Ne comptent désormais que les rapports de force, les deals, les intérêts et les rapports de puissance.
L’objet de cet éditorial, n’est pas de revenir sur les causes profondes de la défaite du parti démocrate. Une analyse rigoureuse de la campagne électorale américaine est indispensable.
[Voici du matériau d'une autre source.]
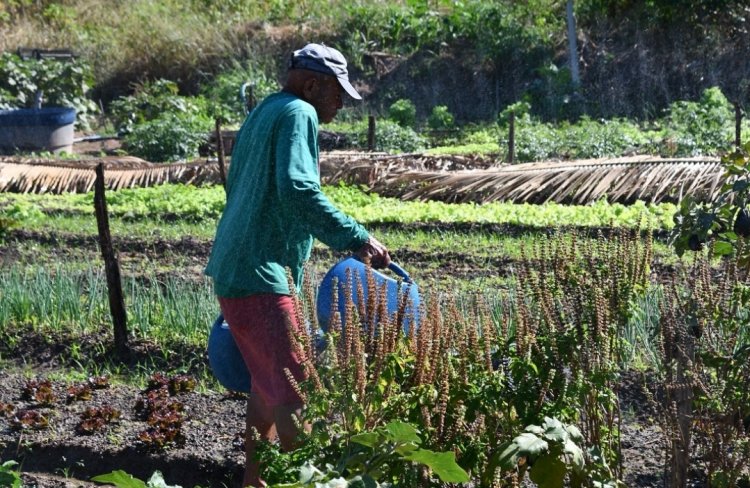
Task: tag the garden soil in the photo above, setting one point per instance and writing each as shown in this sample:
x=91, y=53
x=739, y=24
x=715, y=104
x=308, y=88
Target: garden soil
x=211, y=453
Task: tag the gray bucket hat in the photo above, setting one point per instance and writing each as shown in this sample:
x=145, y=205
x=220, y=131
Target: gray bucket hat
x=324, y=59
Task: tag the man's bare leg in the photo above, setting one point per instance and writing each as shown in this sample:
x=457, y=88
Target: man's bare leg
x=287, y=419
x=260, y=417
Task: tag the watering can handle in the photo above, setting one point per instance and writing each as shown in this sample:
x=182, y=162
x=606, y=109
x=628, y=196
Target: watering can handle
x=400, y=271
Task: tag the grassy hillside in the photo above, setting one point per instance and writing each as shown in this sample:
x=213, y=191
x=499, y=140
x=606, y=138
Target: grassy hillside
x=475, y=57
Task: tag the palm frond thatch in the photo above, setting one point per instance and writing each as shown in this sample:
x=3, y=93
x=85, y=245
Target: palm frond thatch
x=412, y=176
x=624, y=180
x=27, y=175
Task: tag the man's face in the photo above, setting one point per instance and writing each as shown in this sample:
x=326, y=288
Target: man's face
x=326, y=97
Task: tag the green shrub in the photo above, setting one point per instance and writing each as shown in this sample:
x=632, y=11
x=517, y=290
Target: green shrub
x=223, y=92
x=403, y=112
x=703, y=127
x=389, y=137
x=440, y=118
x=151, y=101
x=61, y=83
x=171, y=137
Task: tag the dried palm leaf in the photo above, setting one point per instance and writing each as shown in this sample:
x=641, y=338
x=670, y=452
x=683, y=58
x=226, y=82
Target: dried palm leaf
x=411, y=176
x=624, y=180
x=27, y=175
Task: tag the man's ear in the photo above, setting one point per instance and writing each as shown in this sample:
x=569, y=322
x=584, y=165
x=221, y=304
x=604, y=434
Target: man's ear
x=310, y=87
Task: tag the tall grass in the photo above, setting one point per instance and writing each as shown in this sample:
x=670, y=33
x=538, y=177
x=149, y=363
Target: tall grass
x=162, y=310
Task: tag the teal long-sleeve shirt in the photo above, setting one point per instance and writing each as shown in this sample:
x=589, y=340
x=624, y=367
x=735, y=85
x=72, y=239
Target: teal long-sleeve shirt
x=275, y=207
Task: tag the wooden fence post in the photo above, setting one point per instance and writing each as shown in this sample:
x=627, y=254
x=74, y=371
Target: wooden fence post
x=111, y=266
x=737, y=125
x=512, y=137
x=371, y=133
x=220, y=152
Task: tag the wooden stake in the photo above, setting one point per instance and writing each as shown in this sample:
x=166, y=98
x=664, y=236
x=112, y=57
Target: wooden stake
x=111, y=266
x=220, y=152
x=512, y=138
x=371, y=133
x=737, y=125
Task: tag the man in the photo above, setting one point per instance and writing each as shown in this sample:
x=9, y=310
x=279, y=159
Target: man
x=274, y=209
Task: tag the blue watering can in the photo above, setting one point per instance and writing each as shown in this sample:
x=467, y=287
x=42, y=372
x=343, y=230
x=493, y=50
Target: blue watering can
x=226, y=360
x=358, y=272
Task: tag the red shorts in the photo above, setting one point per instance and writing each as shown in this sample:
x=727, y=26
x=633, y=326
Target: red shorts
x=259, y=324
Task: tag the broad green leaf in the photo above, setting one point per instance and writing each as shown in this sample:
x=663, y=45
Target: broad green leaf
x=722, y=248
x=404, y=449
x=535, y=429
x=402, y=432
x=369, y=439
x=120, y=479
x=308, y=472
x=548, y=472
x=506, y=457
x=554, y=430
x=531, y=445
x=157, y=481
x=575, y=433
x=576, y=455
x=443, y=464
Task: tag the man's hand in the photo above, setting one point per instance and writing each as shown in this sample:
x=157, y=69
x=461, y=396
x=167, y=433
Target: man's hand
x=373, y=253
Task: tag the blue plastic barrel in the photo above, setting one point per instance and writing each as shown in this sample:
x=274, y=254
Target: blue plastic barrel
x=37, y=129
x=358, y=272
x=225, y=358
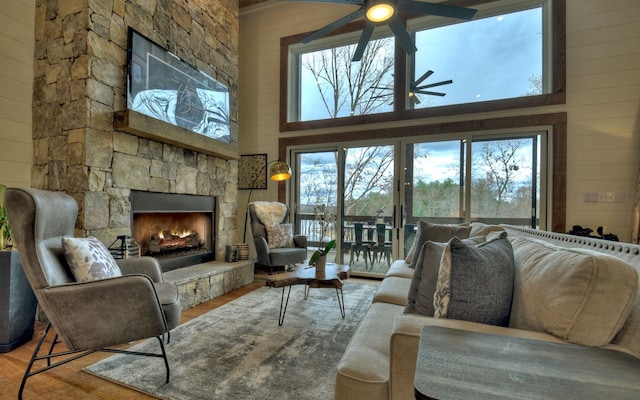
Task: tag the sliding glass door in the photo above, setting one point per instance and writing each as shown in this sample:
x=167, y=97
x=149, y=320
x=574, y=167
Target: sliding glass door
x=370, y=198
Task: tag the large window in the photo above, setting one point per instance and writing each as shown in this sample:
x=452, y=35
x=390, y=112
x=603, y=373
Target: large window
x=509, y=56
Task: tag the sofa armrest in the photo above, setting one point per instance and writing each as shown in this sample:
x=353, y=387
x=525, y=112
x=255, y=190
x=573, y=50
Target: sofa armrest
x=405, y=339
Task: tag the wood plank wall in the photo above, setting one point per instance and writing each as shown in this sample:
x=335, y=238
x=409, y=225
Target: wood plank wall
x=16, y=82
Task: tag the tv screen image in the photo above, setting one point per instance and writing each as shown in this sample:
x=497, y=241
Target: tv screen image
x=162, y=86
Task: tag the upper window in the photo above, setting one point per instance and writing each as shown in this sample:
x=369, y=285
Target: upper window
x=504, y=58
x=491, y=58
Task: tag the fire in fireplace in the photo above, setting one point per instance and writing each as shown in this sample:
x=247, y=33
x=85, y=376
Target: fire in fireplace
x=177, y=229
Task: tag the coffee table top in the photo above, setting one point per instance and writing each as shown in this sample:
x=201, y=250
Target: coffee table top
x=306, y=275
x=458, y=364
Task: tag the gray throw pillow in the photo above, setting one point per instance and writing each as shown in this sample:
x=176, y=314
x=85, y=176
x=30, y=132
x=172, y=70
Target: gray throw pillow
x=436, y=233
x=425, y=277
x=475, y=283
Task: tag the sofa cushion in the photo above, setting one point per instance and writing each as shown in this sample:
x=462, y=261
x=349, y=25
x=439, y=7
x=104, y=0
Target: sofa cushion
x=482, y=229
x=436, y=233
x=363, y=370
x=393, y=290
x=425, y=278
x=89, y=259
x=400, y=269
x=578, y=295
x=475, y=283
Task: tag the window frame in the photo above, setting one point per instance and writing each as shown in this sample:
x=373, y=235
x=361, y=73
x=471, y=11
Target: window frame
x=557, y=94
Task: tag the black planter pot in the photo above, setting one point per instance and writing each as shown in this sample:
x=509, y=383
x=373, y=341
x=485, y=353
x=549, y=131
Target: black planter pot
x=17, y=303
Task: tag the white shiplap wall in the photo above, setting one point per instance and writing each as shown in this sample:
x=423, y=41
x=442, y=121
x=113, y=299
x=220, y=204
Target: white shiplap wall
x=603, y=98
x=16, y=82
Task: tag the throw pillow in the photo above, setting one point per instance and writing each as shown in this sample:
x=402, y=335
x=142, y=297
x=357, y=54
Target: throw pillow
x=280, y=236
x=475, y=283
x=436, y=233
x=425, y=277
x=89, y=259
x=578, y=295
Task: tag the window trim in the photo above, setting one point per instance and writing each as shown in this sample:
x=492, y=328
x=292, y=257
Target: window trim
x=557, y=121
x=401, y=113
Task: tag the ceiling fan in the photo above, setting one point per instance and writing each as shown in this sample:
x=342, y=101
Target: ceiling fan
x=378, y=11
x=415, y=88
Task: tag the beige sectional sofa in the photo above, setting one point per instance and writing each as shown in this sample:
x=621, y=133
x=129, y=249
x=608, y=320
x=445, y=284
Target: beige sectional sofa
x=379, y=362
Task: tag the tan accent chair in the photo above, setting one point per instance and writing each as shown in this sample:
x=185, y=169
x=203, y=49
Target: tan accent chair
x=275, y=258
x=86, y=316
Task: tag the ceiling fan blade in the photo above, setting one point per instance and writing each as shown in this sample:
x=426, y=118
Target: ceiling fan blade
x=348, y=2
x=333, y=26
x=431, y=93
x=441, y=10
x=403, y=37
x=423, y=77
x=434, y=84
x=364, y=39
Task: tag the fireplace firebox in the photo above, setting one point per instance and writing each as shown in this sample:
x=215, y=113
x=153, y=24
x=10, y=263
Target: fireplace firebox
x=177, y=229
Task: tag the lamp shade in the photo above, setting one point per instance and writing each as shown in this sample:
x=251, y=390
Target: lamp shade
x=379, y=10
x=280, y=171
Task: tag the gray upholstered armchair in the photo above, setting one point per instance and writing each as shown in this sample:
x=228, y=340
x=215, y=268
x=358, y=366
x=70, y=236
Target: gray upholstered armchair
x=265, y=216
x=86, y=316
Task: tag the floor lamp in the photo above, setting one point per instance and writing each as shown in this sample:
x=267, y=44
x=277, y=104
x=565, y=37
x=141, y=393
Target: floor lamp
x=279, y=171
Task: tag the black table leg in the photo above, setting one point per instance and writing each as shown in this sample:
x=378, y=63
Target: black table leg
x=283, y=303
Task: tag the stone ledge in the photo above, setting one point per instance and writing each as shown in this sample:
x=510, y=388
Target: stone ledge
x=206, y=281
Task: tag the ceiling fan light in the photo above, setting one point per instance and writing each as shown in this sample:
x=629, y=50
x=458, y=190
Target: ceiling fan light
x=379, y=10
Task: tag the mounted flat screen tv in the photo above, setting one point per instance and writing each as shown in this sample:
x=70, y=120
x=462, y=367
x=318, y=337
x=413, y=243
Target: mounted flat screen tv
x=162, y=86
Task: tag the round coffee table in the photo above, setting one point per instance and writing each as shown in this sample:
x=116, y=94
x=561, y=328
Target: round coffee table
x=305, y=275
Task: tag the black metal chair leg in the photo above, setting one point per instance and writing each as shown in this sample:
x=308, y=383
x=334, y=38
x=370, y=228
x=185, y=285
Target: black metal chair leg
x=33, y=359
x=164, y=356
x=340, y=302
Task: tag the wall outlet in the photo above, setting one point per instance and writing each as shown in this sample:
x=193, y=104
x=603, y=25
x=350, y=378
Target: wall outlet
x=590, y=197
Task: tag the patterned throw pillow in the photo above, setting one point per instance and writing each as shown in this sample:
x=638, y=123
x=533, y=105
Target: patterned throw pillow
x=89, y=259
x=425, y=277
x=280, y=236
x=435, y=233
x=475, y=283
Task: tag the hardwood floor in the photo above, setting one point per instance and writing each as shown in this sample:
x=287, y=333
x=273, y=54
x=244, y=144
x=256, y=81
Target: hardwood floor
x=69, y=381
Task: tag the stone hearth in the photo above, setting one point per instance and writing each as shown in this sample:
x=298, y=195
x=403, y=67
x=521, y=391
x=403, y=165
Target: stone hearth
x=202, y=282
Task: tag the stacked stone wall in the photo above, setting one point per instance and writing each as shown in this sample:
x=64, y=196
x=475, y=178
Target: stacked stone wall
x=80, y=81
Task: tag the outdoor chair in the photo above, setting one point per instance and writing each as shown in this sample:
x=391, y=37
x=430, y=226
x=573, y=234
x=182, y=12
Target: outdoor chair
x=87, y=315
x=276, y=245
x=360, y=246
x=382, y=247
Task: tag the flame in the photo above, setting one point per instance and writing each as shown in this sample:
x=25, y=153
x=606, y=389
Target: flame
x=176, y=232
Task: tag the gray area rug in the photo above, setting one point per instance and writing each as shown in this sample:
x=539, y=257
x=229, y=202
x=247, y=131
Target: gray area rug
x=238, y=351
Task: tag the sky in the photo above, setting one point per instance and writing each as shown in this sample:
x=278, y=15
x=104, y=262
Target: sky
x=487, y=59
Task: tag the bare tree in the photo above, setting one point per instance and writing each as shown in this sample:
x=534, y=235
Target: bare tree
x=356, y=86
x=367, y=173
x=500, y=162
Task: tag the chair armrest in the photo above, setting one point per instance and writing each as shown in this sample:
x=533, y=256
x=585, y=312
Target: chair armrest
x=262, y=250
x=104, y=312
x=141, y=265
x=300, y=241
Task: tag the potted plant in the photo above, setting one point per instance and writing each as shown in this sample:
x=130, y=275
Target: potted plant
x=17, y=299
x=319, y=257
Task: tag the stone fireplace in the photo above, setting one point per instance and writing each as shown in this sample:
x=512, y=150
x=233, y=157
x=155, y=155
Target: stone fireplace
x=83, y=148
x=177, y=229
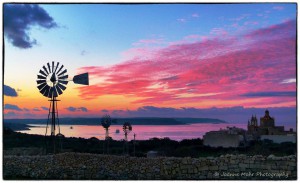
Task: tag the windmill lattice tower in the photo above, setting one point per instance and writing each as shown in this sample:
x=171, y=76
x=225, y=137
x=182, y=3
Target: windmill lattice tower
x=52, y=80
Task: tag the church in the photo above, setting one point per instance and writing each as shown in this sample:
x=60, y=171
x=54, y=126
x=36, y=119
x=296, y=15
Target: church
x=266, y=127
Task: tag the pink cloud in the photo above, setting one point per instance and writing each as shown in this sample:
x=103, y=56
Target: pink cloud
x=278, y=8
x=182, y=20
x=185, y=73
x=195, y=15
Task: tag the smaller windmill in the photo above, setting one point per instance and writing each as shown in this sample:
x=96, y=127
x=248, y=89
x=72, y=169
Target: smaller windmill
x=106, y=122
x=127, y=128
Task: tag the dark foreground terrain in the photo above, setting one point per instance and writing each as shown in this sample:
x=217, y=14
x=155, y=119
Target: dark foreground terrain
x=164, y=147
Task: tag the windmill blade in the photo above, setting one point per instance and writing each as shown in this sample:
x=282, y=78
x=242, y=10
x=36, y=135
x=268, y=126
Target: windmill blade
x=42, y=85
x=60, y=69
x=63, y=77
x=51, y=92
x=54, y=91
x=63, y=82
x=41, y=77
x=59, y=91
x=61, y=86
x=81, y=79
x=52, y=66
x=45, y=69
x=63, y=72
x=49, y=67
x=45, y=91
x=56, y=67
x=42, y=72
x=40, y=81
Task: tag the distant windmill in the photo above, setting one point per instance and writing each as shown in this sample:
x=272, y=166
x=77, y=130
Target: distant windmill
x=106, y=122
x=127, y=128
x=52, y=80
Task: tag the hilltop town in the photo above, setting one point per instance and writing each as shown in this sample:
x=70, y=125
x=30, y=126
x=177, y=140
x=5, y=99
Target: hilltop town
x=237, y=137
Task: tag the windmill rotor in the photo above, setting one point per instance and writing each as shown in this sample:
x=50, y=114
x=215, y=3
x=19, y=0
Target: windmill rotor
x=127, y=127
x=51, y=81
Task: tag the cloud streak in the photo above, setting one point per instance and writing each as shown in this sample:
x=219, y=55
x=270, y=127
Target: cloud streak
x=12, y=107
x=75, y=109
x=229, y=67
x=9, y=91
x=18, y=20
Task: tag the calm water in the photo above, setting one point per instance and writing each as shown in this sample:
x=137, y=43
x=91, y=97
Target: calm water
x=143, y=132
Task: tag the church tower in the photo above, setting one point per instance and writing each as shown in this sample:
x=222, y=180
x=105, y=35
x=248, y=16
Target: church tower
x=267, y=120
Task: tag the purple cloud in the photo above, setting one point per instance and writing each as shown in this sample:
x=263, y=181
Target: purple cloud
x=9, y=91
x=12, y=107
x=19, y=18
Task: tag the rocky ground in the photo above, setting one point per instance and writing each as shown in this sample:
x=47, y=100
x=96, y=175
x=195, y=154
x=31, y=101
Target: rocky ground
x=83, y=166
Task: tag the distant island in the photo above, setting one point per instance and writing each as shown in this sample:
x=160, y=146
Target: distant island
x=23, y=124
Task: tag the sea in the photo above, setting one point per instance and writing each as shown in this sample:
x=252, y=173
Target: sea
x=142, y=132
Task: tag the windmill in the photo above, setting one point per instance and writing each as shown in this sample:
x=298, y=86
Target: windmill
x=106, y=122
x=127, y=128
x=51, y=82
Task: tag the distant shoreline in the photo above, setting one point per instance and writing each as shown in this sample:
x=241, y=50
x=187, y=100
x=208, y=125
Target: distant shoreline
x=24, y=124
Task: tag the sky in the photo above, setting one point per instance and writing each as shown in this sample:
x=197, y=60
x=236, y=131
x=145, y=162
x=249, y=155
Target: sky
x=154, y=60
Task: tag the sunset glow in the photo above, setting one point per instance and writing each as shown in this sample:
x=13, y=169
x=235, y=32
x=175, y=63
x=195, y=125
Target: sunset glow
x=144, y=57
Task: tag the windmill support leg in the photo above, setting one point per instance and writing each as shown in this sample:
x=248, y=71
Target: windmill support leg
x=52, y=115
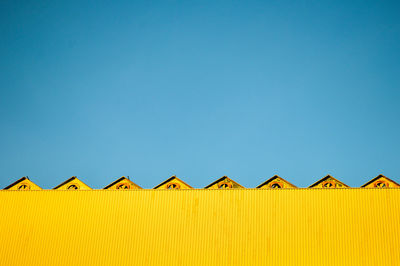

Elle fera l’objet d’un autre édito.
Aujourd’hui, la prise de pouvoir par la nouvelle équipe Trump a des incidences importantes partout dans le monde. Plusieurs changements sont en cours, au Proche-Orient où le rôle de l’Iran est débattu afin de définir le curseur de la riposte israélienne et américaine.
De ce point de vue, l’intérêt de l’Europe n’est sans doute pas de rester en dehors de ces échanges. La coalition anti-iranienne compte déjà sur le soutien de la nombreux pays arabes tout autant menacés par la perspective de voir l’Iran se doter de l’arme nucléaire qu’Israël.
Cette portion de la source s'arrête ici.